Agility Robotics is planning to use future generations of Cassie for tasks like telepresence, inspecting industrial sites, and curb-to-doorstep package delivery. Cassie wouldn’t replace people, Shelton says, but work alongside them to take over tedious tasks like hoisting packages.
“A big portion of their job…is scheduling pickups, dealing with customer service issues, and that’s not something that’s quite as easy to automate,” Shelton says.

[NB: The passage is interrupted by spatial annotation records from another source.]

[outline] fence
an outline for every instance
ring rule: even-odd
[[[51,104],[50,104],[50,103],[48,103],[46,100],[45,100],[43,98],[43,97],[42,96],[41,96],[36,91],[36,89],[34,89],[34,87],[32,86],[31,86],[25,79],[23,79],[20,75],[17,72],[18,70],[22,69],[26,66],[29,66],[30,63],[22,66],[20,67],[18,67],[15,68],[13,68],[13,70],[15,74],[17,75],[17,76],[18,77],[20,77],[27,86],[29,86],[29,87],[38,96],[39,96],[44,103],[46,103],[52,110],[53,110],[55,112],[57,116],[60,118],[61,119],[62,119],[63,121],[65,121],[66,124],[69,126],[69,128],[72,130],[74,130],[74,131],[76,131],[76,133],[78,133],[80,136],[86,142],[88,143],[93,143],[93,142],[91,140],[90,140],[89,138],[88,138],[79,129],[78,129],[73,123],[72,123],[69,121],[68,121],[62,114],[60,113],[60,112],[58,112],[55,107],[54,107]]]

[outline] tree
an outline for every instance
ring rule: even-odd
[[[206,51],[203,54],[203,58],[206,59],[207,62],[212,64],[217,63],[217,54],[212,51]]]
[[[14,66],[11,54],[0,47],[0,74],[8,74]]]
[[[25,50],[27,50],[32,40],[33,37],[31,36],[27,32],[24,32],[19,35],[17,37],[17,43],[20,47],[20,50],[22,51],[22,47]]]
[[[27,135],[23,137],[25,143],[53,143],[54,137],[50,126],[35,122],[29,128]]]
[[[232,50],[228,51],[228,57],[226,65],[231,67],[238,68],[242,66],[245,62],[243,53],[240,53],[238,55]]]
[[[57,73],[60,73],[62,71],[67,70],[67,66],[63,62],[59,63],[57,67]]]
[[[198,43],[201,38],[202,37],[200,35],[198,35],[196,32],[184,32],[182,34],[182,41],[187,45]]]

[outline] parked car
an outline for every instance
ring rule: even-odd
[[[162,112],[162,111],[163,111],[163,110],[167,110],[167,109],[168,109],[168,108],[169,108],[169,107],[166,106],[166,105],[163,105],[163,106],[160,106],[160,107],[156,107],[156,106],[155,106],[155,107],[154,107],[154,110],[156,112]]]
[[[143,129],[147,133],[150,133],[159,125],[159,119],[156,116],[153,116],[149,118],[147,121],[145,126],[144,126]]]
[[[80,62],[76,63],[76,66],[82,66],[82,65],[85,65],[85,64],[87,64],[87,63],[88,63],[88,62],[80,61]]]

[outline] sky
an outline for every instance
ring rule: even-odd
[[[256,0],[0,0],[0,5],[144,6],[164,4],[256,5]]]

Cassie comes from a line of robots inspired by flightless birds, but its ostrich-like appearnce was a bit of a coincidence. “In the case of Cassie you start with a biological system, do some math and turn it back into a design, and get something back that looks physically what you started with,” Shelton says.
Nature doesn’t always provide the ideal blueprint for machines. Airplanes were inspired by birds, but don’t flap their wings to fly. "If you want to build a better horse you do a bunch of math...and you turn it into an internal combustion engine powered car,” Shelton says. “We’re not all riding around in things that look horses.”
But sometimes, robots that share an unsettling resemblance with living creatures are the best tools to get the job done. These agile, legged robots will prove their mettle on mundane stairs and driveways and in dangerous sites inaccessible to wheeled or tracked robots.
“There’s so many areas where we still have to send humans to do the work where we really don’t want to have humans,” Hutter says.
One day, we may be able to remove workers from harm’s way, and instead send legged robots galloping into burning buildings, over rubble, and into sewers or sites steeped in nuclear waste. These robots are still learning to walk, but wherever people go, they will follow.